Года полтора назад, рассматривая ее родной район в Google Earth, я понял, что рядом с ее домом должны жить гибридные лягушки. На границе ареала гибриды привязаны к самым характерным своим местообитаниям – лесным озерам.

То, о чем я рассказываю, происходило здесь

Вот, снизу на фотографии из космоса – городок, откуда родом наша выпускница. Рядом – Славянская электростанция, когдатошняя всесоюзная стройка, и ее охладители. Извивающийся Северский Донец образует излучину со старицами среди леса. А почти повсюду вокруг – степь, местами утыканная терриконами. Эта территория должна быть форпостом лягушачьих гибридов.

В прошлом году моя студентка и ее парень (тоже наш студент, но из других мест) сделали все возможное и невозможное, чтобы наловить там лягушек. Увы, их выборка сплошь состояла из озерных лягушек - представителей родительского вида.

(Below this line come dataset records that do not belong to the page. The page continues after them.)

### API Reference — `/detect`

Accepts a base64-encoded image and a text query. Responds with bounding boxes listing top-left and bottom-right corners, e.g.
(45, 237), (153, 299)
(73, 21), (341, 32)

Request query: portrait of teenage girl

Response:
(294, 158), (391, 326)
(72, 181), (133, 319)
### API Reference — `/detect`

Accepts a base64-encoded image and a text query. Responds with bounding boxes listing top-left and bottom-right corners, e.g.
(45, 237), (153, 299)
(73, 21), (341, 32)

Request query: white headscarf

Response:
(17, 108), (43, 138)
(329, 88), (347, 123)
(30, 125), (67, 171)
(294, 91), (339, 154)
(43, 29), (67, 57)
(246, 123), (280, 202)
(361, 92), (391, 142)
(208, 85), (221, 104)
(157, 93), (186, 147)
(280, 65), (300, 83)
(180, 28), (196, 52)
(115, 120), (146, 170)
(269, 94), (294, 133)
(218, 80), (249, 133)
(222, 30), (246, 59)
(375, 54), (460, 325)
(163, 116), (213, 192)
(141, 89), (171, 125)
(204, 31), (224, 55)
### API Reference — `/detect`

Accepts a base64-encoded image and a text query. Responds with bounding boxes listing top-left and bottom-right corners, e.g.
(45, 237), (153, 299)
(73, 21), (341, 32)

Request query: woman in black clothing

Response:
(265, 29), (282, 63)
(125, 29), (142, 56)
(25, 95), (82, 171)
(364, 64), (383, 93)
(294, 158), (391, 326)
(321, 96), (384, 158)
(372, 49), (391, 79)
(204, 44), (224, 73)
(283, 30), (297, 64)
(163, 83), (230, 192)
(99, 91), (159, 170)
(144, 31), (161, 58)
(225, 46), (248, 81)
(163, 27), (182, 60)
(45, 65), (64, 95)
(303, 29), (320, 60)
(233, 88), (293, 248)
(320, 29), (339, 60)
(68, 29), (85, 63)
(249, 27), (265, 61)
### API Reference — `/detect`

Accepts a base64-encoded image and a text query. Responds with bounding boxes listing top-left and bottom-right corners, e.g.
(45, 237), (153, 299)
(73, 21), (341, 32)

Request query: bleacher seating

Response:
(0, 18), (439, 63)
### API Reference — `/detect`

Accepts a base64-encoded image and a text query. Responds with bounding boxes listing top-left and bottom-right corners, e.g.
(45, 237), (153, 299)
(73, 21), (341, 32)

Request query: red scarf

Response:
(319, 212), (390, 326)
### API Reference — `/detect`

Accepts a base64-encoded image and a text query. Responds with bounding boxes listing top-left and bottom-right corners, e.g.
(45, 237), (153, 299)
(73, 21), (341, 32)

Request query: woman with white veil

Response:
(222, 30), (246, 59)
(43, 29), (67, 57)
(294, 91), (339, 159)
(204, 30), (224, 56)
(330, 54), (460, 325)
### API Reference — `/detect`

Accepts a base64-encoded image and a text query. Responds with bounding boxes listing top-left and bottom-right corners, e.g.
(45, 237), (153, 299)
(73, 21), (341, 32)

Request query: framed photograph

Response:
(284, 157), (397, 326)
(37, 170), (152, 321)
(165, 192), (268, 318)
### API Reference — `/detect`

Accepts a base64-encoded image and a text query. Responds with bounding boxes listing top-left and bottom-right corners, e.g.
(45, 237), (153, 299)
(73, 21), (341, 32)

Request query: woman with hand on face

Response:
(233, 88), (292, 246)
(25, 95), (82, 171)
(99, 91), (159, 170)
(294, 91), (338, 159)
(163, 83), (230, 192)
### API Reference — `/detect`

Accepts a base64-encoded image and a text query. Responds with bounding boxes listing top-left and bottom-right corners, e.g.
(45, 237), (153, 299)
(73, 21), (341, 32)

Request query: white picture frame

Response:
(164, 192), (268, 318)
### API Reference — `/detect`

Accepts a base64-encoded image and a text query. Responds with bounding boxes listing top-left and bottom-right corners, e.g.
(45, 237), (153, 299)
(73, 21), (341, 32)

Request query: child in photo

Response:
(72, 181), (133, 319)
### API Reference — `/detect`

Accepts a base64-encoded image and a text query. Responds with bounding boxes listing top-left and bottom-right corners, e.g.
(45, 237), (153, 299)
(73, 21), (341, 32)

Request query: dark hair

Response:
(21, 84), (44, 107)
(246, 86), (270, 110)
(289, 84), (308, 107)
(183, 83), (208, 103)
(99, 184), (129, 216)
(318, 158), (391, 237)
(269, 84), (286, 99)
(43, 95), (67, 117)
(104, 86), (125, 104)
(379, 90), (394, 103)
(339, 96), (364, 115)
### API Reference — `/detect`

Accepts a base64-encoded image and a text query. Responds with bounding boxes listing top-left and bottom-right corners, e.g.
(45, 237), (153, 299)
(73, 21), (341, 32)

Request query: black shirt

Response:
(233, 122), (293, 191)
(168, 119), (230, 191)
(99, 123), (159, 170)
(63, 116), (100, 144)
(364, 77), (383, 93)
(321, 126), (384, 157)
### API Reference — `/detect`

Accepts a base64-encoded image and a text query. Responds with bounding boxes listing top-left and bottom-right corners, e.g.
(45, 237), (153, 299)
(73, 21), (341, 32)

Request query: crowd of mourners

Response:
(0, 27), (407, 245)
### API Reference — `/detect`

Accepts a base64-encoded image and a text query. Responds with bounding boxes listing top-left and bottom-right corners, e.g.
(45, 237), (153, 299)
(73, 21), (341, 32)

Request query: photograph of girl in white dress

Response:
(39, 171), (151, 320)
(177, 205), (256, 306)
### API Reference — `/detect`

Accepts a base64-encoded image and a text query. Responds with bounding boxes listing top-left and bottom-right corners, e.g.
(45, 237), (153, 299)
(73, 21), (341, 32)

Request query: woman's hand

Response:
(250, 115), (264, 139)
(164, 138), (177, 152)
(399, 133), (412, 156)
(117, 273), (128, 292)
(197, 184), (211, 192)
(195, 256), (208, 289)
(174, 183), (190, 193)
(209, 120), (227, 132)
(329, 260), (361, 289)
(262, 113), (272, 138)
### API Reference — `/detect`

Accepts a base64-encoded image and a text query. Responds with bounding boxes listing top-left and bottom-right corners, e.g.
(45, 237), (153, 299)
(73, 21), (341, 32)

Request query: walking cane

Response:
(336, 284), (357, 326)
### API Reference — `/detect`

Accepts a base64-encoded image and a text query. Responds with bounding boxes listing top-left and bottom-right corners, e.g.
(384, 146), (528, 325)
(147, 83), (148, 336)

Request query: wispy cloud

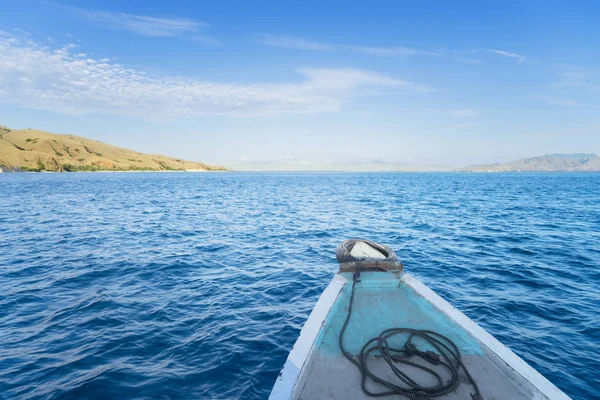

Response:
(0, 36), (419, 120)
(343, 46), (440, 56)
(255, 34), (439, 56)
(65, 7), (217, 44)
(254, 34), (334, 51)
(254, 34), (527, 64)
(479, 49), (527, 62)
(450, 110), (479, 117)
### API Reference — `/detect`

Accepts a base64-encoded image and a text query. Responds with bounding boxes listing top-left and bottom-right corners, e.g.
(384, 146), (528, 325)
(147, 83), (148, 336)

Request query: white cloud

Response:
(343, 46), (441, 56)
(254, 34), (527, 64)
(255, 34), (334, 51)
(481, 49), (527, 62)
(255, 34), (440, 56)
(450, 110), (479, 117)
(66, 7), (217, 44)
(0, 37), (420, 119)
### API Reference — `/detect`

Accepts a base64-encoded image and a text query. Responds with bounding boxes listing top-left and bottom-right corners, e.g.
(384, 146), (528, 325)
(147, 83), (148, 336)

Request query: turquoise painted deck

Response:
(270, 271), (569, 400)
(316, 272), (483, 356)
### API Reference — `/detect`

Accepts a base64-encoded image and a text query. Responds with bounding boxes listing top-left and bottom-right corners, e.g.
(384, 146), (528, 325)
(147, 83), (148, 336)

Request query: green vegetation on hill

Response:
(0, 126), (227, 172)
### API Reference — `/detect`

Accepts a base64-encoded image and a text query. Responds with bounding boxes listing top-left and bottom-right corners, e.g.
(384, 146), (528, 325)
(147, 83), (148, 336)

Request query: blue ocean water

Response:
(0, 173), (600, 399)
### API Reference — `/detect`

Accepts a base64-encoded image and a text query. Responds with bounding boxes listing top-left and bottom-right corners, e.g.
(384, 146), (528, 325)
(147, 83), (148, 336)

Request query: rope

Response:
(339, 268), (482, 400)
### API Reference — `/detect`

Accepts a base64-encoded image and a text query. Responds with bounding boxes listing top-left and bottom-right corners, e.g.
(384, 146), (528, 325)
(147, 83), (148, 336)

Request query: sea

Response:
(0, 172), (600, 399)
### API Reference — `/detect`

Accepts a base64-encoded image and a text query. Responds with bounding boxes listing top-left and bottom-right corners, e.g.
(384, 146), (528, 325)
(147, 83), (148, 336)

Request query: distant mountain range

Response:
(0, 126), (226, 172)
(458, 153), (600, 172)
(227, 160), (455, 172)
(228, 153), (600, 172)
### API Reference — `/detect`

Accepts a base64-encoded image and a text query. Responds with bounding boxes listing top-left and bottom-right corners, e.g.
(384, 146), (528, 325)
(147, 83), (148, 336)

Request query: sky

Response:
(0, 0), (600, 166)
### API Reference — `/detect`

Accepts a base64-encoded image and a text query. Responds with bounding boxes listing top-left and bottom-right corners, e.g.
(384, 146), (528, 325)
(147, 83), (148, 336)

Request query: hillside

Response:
(0, 127), (226, 172)
(459, 153), (600, 172)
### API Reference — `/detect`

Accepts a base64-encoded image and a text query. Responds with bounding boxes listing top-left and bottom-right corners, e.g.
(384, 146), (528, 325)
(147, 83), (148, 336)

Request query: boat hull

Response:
(270, 271), (569, 400)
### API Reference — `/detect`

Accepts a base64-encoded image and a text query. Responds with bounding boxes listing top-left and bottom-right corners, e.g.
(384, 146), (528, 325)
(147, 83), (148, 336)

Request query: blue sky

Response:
(0, 0), (600, 165)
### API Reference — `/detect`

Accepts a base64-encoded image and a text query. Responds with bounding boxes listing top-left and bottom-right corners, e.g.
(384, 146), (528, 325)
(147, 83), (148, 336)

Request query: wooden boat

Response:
(269, 239), (569, 400)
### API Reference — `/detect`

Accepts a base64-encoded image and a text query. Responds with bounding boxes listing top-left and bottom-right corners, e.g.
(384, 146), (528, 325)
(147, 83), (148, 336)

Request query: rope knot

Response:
(420, 350), (441, 365)
(404, 342), (419, 357)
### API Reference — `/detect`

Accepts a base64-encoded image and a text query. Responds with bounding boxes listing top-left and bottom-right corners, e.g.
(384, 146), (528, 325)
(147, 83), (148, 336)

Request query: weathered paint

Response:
(315, 272), (482, 356)
(270, 272), (569, 400)
(402, 274), (570, 400)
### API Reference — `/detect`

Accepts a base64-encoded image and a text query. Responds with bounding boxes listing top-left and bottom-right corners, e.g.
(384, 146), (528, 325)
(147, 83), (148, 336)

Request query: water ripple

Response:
(0, 173), (600, 399)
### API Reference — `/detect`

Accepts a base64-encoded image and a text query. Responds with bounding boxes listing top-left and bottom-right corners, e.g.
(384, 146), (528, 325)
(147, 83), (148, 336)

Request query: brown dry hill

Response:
(0, 126), (226, 172)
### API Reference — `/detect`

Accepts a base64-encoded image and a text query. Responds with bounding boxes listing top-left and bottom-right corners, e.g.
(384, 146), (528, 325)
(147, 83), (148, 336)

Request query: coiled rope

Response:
(339, 268), (482, 400)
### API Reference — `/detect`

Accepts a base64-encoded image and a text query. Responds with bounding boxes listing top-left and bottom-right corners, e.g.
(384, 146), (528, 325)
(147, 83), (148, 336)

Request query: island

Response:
(458, 153), (600, 172)
(0, 126), (228, 172)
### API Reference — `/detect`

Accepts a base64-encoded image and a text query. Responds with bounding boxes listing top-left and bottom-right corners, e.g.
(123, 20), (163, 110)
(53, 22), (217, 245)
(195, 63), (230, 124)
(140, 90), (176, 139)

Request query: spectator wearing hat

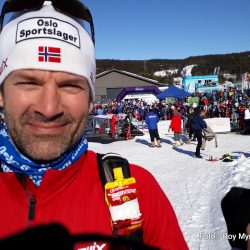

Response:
(192, 110), (207, 158)
(145, 109), (161, 147)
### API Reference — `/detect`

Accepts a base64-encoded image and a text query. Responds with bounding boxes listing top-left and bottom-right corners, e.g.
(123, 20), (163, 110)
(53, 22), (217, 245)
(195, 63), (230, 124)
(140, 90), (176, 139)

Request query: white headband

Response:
(0, 4), (96, 99)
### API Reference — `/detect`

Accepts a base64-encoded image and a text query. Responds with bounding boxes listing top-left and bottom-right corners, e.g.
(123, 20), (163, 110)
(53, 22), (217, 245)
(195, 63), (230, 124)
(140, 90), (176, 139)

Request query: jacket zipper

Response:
(26, 190), (36, 228)
(29, 195), (36, 221)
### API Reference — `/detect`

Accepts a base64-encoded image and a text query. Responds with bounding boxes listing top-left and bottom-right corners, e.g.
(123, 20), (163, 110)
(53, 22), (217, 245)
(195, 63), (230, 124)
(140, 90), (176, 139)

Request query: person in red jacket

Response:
(168, 109), (183, 147)
(110, 114), (118, 138)
(0, 0), (188, 250)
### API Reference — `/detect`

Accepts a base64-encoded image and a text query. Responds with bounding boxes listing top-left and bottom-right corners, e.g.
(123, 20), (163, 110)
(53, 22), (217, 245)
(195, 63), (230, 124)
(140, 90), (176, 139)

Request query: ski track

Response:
(89, 133), (250, 250)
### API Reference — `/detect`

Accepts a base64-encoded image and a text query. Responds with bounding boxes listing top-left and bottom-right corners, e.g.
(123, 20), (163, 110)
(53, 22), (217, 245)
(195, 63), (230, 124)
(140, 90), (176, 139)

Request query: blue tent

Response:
(156, 85), (191, 99)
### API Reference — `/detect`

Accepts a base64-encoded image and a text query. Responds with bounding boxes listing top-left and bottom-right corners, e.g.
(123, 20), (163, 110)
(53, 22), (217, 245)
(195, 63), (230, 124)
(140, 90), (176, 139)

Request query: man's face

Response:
(0, 70), (93, 161)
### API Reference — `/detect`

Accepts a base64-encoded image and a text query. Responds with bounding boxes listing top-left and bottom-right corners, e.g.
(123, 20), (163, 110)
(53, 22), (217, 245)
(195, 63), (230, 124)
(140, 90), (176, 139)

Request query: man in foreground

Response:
(0, 1), (187, 249)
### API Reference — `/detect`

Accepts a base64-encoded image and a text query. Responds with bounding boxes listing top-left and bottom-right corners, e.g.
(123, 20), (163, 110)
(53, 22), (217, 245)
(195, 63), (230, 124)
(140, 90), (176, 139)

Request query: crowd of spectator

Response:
(94, 88), (250, 131)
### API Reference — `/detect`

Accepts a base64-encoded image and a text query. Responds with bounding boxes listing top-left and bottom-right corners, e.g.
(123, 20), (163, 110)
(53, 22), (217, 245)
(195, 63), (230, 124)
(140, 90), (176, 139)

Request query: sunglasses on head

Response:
(0, 0), (95, 44)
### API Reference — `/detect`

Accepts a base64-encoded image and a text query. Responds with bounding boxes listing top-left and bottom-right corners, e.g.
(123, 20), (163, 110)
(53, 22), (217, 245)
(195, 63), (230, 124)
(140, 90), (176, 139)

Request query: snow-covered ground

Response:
(89, 133), (250, 250)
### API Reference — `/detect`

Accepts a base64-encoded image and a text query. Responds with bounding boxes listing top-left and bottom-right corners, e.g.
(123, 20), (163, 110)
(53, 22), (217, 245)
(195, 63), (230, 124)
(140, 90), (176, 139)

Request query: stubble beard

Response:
(5, 112), (87, 163)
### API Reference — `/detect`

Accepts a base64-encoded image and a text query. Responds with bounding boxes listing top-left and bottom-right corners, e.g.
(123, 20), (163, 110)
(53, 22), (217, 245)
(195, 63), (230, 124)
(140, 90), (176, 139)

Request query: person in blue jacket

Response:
(145, 109), (161, 147)
(192, 110), (207, 158)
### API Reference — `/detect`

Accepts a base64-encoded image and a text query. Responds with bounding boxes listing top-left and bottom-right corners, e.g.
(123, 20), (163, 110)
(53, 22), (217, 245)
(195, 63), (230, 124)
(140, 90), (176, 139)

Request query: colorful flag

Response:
(38, 46), (61, 63)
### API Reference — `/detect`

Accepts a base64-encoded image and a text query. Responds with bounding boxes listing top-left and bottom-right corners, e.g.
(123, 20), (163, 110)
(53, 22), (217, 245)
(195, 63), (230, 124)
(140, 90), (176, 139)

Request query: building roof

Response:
(96, 69), (160, 85)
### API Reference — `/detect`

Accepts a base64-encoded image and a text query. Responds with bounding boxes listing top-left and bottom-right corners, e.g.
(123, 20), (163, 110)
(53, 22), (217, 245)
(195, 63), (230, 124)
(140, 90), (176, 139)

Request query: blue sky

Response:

Я настаивал, что гибриды там должны быть, и в этом году мы поехали под Славянск ударной группой. Наш водитель защитил диссертацию по экологической специфике разных форм лягушек, а как полевик не имеет себе равных. Когда он защищался, мы подсчитали, что в выездах за лягушками он проехал за рулем "Нивы" расстояние, большее периметра Земли. Существенная часть этих поездок была для нас совместной. Неужели мы, вооруженные лодками-фонарями-сапогами-бродовыми костюмами, а главное – опытом, не найдем гибридов?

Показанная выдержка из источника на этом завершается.